Matt: Especially with people from other countries booking like three months ahead of time.
Jennifer: I've noticed a lot of younger guests. We've gotten a significant amount of requests from parents calling and they're like, "My daughter wants to come in here for their birthday on Friday night, but we need to get in early." That's really exciting for me, when a young person saves up their money or researches and really wants to come here.
Matt: I also get contacted quite frequently by chefs that want to come and stage. And I'm like, "Yes! Please, do come."
Did you stage a lot as a young chef?
Matt: Yeah, I did a lot of stages in the city and stuff. They're not on my resume or anything, I just did them on my days off. I feel like when you stage at a restaurant, it's not like a job, it's a hobby. But yeah, I worked at a lot of good restaurants in the city with a lot of good chefs.
Are you thinking about making this one better, or do you want another one?
Barbara: I've already bowed out. I will not be involved in any other restaurants.

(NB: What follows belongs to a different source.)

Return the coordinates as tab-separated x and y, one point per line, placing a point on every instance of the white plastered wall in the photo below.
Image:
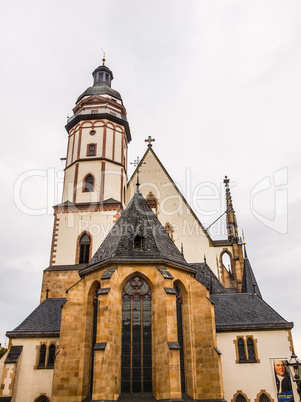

Matt: I certainly want to do other things. But are we making this better? Yeah, on a daily basis. We're painting the door right now, and we're rebuilding the garden next week. Last week, we just re-did the pastry section, and we're not even a year old. We added another manager because before that. Barbara was basically working seven days a week. We're constantly thinking about how to make it better, and it's a big thing. I really want to do other restaurants and I think about it a lot and I have other ideas, but at the end of the day, I don't want to do go and do that really quickly. I don't want to go and do another restaurant, and then this suffers. This has to maintain the course before we're able to do that.
Jennifer: It just feels so preliminary. We are weighing a lot of different opportunities. We've had so many opportunities come our way since the Michelin star, but it's just hard to jump into something right now. We did this wanting to get Matt's name out there and get some accolades and really put us on the map as a group, and more so Matt as a chef. But I never thought we'd get so many offers and opportunities so early on. It's just really about developing this business and figuring out what the next move should be.
Does it seem like it's been a year?
Matt: It seems like one long day.
Barbara: I think it's only gotten better. I think we're finally getting in our groove and we all know how to work with each other and we all understand our personalities to a tee. I think we're only getting better. I think there's a lot of growth in our future.